Onlar sadece özgürlük tarafından yönetilen bireysel hayatlarını yaşarlar ve tam da bu yüzden, içlerinden geldiği gibi yaşamak için sınırları zorlarken yolu da açarlar. Bazı kesimlere göre yozlaşma, bazı kesimlere göre özgürlük olan ‘şey’in adını koyarlar.
İtirazları duyar gibiyim ama nedir özgürlük? Kendimiz olabilmek değil midir? Bize dayatılanı değil, bize ait olanı, kendi doğrularımızı yaşayabilmek değil midir? Bütün özgürlük mücadelelerinin arkasındaki itici güç bu değil midir?
“BU ARALAR BİR ALKOL PROBLEMİ YAŞIYORUM”
Mesela bir anne olarak önce kendi mutluluğunu sağlamaya kararlı olan Şeyma Subaşı…
İki çocuk annesi olarak iç çamaşırı olmadan poz verip ‘Kalıpların dışına çık’ diyen Tuba Ünsal…
Hamilelik pozları için “Cicili bicili kıyafetler istemedim çünkü hamilelik süreci, kadının en dişi ve en çekici olduğu dönem bence” diyerek tepkileri paratoner gibi üzerine çeken Müge Boz…
“Bu aralar bir alkol problemi yaşıyorum, bağımlılığa giden bir problem. İçince aşırı saldırganlaşıyorum ve hiçbir şey hatırlamıyorum” diyerek sarhoşken yaşadığı yarı komik yarı korkutucu anekdotları anlattığı için ‘şok’ yaratan Danla Bilic…

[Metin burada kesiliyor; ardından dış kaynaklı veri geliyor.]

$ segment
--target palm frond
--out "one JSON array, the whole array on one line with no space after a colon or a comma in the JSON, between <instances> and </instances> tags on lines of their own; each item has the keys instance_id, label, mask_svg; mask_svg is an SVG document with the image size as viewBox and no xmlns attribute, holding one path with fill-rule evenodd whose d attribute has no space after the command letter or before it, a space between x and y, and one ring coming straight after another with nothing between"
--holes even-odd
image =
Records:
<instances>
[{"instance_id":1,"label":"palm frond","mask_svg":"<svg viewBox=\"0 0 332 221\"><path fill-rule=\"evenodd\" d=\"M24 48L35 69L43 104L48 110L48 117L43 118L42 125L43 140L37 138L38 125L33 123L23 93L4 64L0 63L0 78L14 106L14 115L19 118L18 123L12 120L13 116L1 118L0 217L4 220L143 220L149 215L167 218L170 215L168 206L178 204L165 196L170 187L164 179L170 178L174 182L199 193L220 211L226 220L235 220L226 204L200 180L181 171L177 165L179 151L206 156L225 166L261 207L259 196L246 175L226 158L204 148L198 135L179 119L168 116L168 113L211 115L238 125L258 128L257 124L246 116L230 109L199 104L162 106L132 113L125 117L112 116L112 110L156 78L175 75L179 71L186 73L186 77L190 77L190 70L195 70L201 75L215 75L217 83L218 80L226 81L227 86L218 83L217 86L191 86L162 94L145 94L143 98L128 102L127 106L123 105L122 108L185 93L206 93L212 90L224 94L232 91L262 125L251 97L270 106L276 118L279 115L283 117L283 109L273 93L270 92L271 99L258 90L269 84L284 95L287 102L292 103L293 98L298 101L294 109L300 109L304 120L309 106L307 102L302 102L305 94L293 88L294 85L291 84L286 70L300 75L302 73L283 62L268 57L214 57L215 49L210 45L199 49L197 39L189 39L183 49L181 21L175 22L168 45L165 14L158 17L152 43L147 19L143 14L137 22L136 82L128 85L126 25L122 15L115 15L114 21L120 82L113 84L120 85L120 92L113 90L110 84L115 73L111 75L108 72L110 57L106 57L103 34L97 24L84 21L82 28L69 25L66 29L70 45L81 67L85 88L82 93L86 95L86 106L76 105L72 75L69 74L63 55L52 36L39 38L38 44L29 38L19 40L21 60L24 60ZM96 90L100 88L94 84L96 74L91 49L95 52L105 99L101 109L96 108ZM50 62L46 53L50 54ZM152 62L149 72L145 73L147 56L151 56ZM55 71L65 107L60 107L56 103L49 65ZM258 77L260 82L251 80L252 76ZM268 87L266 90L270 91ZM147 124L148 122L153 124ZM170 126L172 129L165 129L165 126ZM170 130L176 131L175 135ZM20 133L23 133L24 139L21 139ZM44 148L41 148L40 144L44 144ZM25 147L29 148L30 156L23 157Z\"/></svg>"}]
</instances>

Gey olduğunu asla söylemeden, cinsel yönelimini kelimeye dökmeden ama bunun yanında homofobi ile meselesini bitirmekten çok uzakta olan Türkiye gibi bir ülkede hayatını olduğu gibi yayınlayarak milyonlarca insanın cinsel tabularına toslayıp duran Instagram fenomenleri…
Oyuncu Müge Boz ve eşi profesyonel basketbolcu Caner Erdeniz.
BU YOL ÖZGÜRLEŞMEYE Mİ ÇIKIYOR YOZLAŞMAYA MI?
Sanıyorum bu kişilerin çoğu birbirleriyle yan yana anılmak istemez. Ama anlatmaya çalıştığım çerçevede bu tip kişiler, yaptıklarının mahiyetinin pek farkında olmayan, içgüdüsel/doğal yol açıcılar. Açtıkları yol yozlaşmaya da gidebilir, özgürleşmeye de.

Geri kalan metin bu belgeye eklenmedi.